I have an on-premises sharepoint team site collection, and it has 25 sub-sites. now i want to migrate this on-premises site collection and its sub-sites to be inside sharepoint online. and i want to follow the new Flat structure, so instead of having sub-sites, i will have 25 modern site collections linked to a hub-site. so i am planning to follow this migration appraoch:-

  1. migrate our on-premises root site, to be a modern hub site.
  2. migrate all the 25 sub-sites to be modern team site collections linked to the modern hub-site.

but one of the challenges i will be facing is how i will be managing the site columns and content types for my 25 site collections?. where in the on-premises case, i always create the Site Columns and Content Types on the root site, and re-use them on the sub-sites. but with the flat structure, i can not do the same. and i will need to use the traditional Content type hub site. But my question is:-

If we should invest in Content type hub sites, which can be considered as an old/traditional approach? and is it a future proof appraoch to use CT hub sites with modern sites and flat structure? OR if we want to follow the flat structure then it is better to manage the site columns and content types separately inside each modern site collection, and not to depend on CT hub sites? and seems the flat structure is not supporting content type and site columns re-usability...

Was it helpful?

Solution

This will largely come down to personal preference. Content type hubs are designed for this purpose: copy content types and site columns to target site collections. If a content type is added or updates, wait an hour(?), and it will be on the other site collections. This will work if you are using modern sites in a flat hierarchy.

However, it's been a long time since content type hubs have ever been mentioned at a conference. So following are a few other options:

Site scripts: site scripts can create content types and site columns when a site is created. Also, site scripts can be re-applied (via powershell) to an existing site to update them with changes.

Powershell (without site scripts): Powershell can certainly create content types and site columns, and it's even easier if you use the pnp powershell commands

3rd party tools: many 3rd party tools can deploy content types, ShareGate is one.

Regardless of the method you choose, sharing content types among multiple site collections is really creating multiple, independent copies of the content type. Unlike the managed metadata service, where copying terms between environments is problematic due to the fact that the terms are really identified by guid and not name, content types are identified by name, and so having a content type in several different site collections, with the same name and site columns, will make it look like there's a single content type for the user.

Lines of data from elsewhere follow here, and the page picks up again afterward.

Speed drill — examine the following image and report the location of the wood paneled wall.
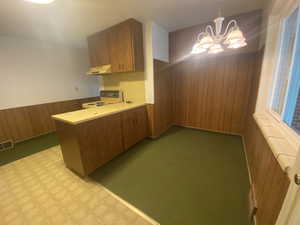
[0,97,98,142]
[148,60,174,137]
[171,53,258,134]
[169,10,262,64]
[245,118,290,225]
[244,50,290,225]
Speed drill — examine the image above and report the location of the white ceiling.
[0,0,269,46]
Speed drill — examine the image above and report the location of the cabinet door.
[123,107,148,150]
[76,114,123,175]
[109,22,134,73]
[88,31,110,67]
[102,114,124,162]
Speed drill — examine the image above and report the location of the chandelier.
[191,17,247,54]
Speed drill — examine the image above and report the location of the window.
[271,8,300,134]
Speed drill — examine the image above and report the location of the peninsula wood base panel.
[55,106,149,177]
[0,97,99,142]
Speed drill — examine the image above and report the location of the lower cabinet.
[55,106,148,176]
[122,107,148,150]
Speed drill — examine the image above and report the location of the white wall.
[152,23,169,62]
[144,22,154,104]
[144,21,169,104]
[0,36,99,109]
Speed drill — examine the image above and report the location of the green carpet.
[0,133,59,166]
[91,127,249,225]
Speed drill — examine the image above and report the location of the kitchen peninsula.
[52,103,148,176]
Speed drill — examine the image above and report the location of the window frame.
[267,4,300,137]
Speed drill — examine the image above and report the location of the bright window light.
[24,0,55,4]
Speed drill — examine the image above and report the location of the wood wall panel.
[147,60,174,137]
[244,50,290,225]
[0,97,98,142]
[245,118,290,225]
[171,53,258,134]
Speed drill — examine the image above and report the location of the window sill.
[254,112,298,178]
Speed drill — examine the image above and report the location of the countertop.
[52,103,146,125]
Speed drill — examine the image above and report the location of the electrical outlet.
[0,140,14,152]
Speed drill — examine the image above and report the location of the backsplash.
[102,72,145,102]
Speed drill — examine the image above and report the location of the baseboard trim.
[174,124,243,137]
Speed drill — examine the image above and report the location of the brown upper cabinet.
[87,31,111,67]
[87,19,144,73]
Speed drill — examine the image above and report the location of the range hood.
[86,64,112,76]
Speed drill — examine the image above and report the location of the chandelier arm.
[197,32,205,41]
[205,25,216,39]
[222,20,237,38]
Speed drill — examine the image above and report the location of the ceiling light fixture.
[24,0,55,4]
[191,4,247,54]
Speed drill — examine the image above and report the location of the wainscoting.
[172,53,258,135]
[0,97,98,142]
[244,50,290,225]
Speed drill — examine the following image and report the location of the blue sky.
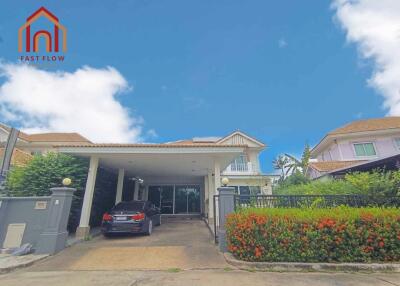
[0,0,387,172]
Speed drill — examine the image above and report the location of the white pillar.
[203,175,212,217]
[76,156,99,237]
[133,180,139,201]
[214,162,221,192]
[207,171,215,218]
[115,169,125,204]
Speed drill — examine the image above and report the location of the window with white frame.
[354,142,376,157]
[231,154,247,172]
[394,138,400,149]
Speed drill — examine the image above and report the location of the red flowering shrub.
[226,207,400,262]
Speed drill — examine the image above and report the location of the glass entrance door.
[175,186,200,214]
[148,185,200,214]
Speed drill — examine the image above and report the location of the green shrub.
[226,207,400,262]
[6,152,88,197]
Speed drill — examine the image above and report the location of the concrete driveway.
[28,220,229,271]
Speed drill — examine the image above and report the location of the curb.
[0,254,50,275]
[224,253,400,273]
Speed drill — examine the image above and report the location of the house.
[0,126,274,236]
[308,117,400,179]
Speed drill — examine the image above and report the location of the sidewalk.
[0,269,400,286]
[0,254,49,274]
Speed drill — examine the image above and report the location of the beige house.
[308,116,400,179]
[0,125,272,235]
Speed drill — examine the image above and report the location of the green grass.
[167,268,183,273]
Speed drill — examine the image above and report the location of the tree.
[285,143,311,175]
[272,155,289,180]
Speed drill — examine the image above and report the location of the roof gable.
[216,131,265,148]
[328,116,400,135]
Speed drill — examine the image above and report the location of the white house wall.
[141,176,205,213]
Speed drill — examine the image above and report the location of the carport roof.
[53,143,247,148]
[54,143,247,175]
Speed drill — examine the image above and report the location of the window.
[354,142,376,157]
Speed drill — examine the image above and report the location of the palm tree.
[285,143,311,175]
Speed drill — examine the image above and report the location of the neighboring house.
[0,123,276,236]
[0,148,32,166]
[0,124,92,155]
[308,117,400,179]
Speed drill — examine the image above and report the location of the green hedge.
[0,152,117,232]
[227,207,400,262]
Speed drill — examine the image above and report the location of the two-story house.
[308,117,400,179]
[0,126,274,235]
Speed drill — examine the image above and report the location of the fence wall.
[0,197,51,247]
[0,187,75,254]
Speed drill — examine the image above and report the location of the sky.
[0,0,400,172]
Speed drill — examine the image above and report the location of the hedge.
[226,207,400,262]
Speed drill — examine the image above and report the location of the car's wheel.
[146,220,153,235]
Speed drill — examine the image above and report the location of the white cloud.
[0,63,143,142]
[332,0,400,115]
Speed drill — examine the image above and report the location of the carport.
[55,144,245,237]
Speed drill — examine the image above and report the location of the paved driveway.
[32,220,228,271]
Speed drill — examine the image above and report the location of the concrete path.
[0,221,400,286]
[28,220,228,271]
[0,269,400,286]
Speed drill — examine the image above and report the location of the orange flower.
[254,247,262,258]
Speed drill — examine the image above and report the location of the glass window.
[354,143,376,157]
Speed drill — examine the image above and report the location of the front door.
[148,185,200,214]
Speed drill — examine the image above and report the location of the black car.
[101,201,161,236]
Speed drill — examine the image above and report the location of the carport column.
[203,175,210,217]
[76,156,99,238]
[133,179,140,201]
[115,169,125,204]
[218,187,235,252]
[207,171,215,219]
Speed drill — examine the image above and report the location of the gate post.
[218,187,235,252]
[35,187,76,254]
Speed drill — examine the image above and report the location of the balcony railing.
[223,162,255,175]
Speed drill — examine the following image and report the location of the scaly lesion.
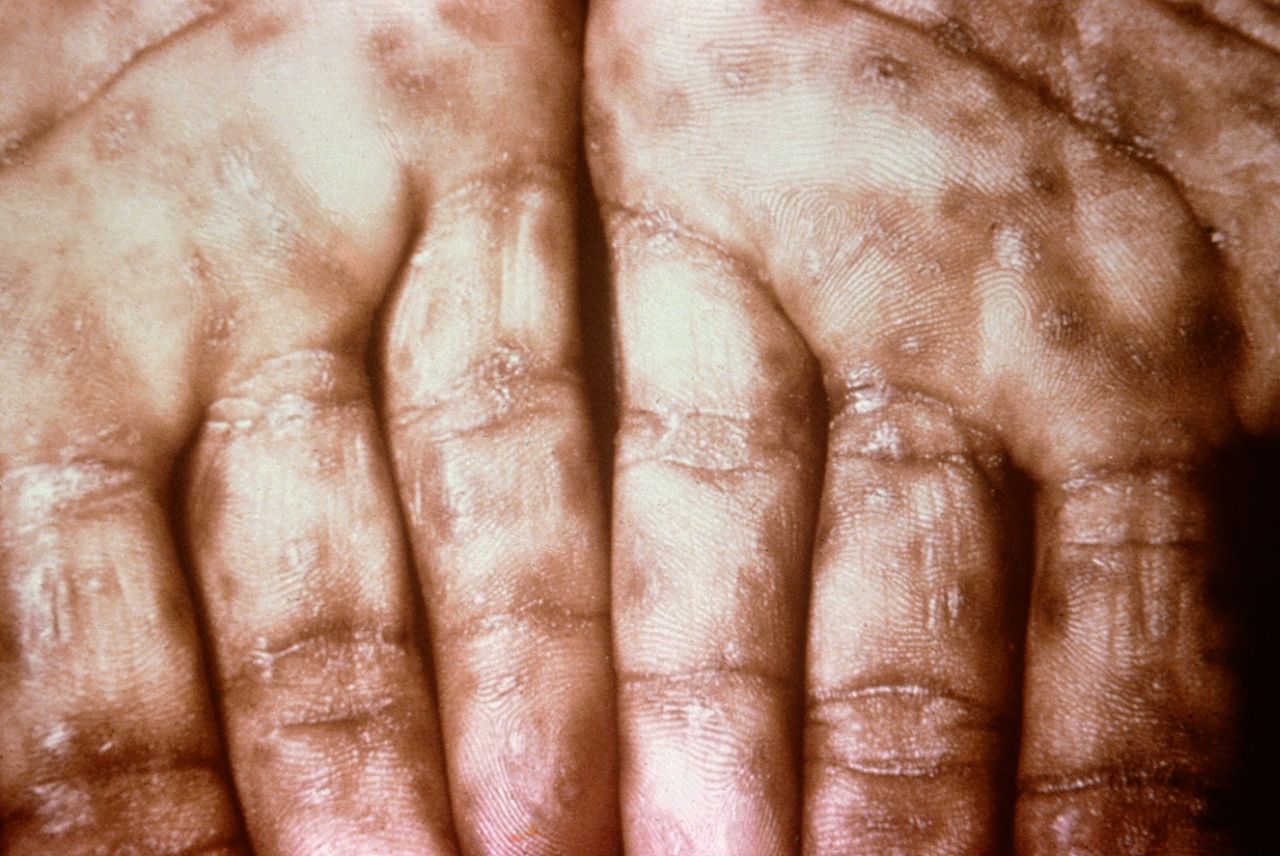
[0,0,234,170]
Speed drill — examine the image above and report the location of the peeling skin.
[585,0,1280,852]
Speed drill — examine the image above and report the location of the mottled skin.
[0,0,1280,855]
[0,0,617,856]
[585,0,1280,853]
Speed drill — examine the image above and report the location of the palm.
[0,3,613,853]
[588,3,1280,852]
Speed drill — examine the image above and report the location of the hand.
[0,0,616,856]
[586,0,1280,853]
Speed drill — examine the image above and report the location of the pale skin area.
[0,0,1280,855]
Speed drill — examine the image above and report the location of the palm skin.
[586,0,1280,853]
[0,0,1280,853]
[0,0,616,856]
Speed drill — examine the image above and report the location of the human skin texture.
[584,0,1280,855]
[0,0,1280,856]
[0,0,617,856]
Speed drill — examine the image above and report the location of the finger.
[805,376,1024,853]
[0,457,244,856]
[188,351,453,855]
[844,0,1280,432]
[384,165,617,853]
[1016,464,1234,853]
[609,203,814,853]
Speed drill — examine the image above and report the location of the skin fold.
[0,0,1280,856]
[0,1,617,856]
[585,0,1280,853]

Personally, I currently like the powershell route, but I find the possibility of applying deltas with site scripts to be a very interesting possibility that I need to work with further.

OTHER TIPS

Mike's answer is as good as you're likely to get but here's a rule of thumb that I suggest:

If you're managing your content types by hand, then use the hub. If you're managing content types in code, then deploy them to each site collection.

My preference is to deploy them in code as part of an automated site provisioning process but either approach is valid.